If that is the kind of work published by academics associated with the MIT and La Pontificia Universidad de Madrid, then maybe I should not feel frustrated after all by not being an academic.
But you said in your first comment that you were an academic.

"I confess I am a frustrated academic"

if you're not being facetious,

in English vernacular being a frustrated X (as in a frustrated academic, frustrated poet, etc.) means that the person is actually not that, but have in some way been prevented from being the thing (frustrated) and have perhaps rancor in regards to the frustration and towards those who actually are the thing (this second feature being sometimes implied depending on who is doing the description of the person as frustrated)

on edit: formatting, clarification

Thanks, I wasn't aware of the 2nd meaning.
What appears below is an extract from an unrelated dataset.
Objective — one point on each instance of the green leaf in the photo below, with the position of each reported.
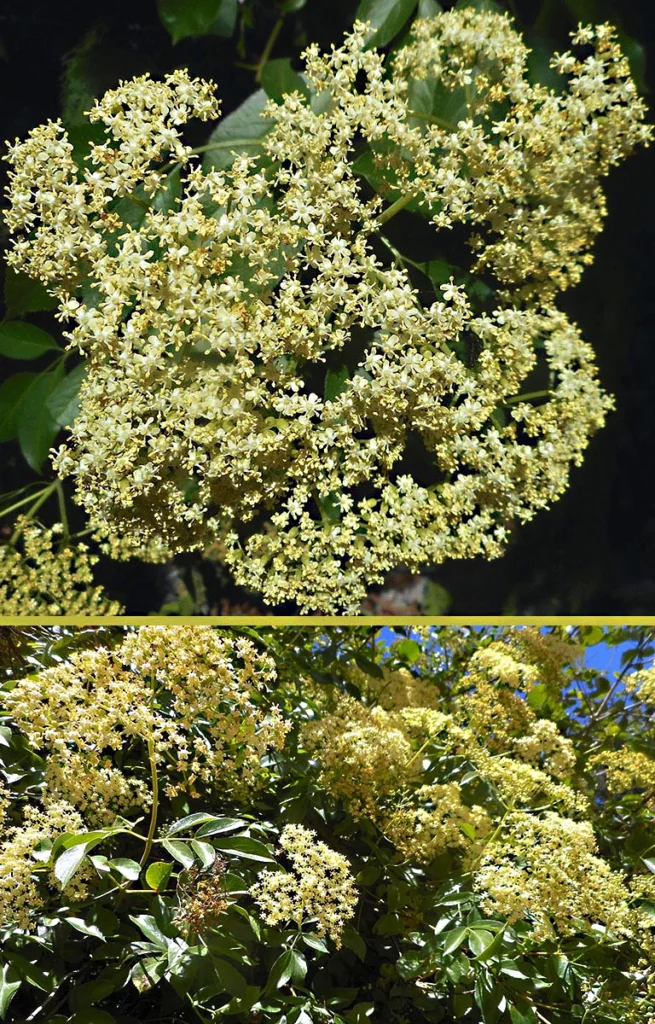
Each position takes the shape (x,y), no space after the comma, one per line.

I also interpreted the "frustrated academic" as "an annoyed academic", rather than "an unsuccesfull academic".
I'm thinking maybe it is no longer as common an expression as I thought, given the people who've mistaken it here.
As an English speaker, my only interpretation was that you were an academic frustrated about academia.
https://www.ldoceonline.com/dictionary/a-frustrated-artist-a... - came up if I search for 'meaning of frustrated poet' which is the kind of thing where the phrasing most often comes up.
That isn't even the same user.
He is proving his point by contradicting himself, a true mathematician.
Ah, I misunderstood you! I apologize. :)
I think maybe you made a typo in your OP? The authors assume beauty is decidable and use that to show that would imply that the halting problem is undecidable. It applies to anything, like you say, and to me it seems like a silly argument, but I think it’s a valid proof given the premises.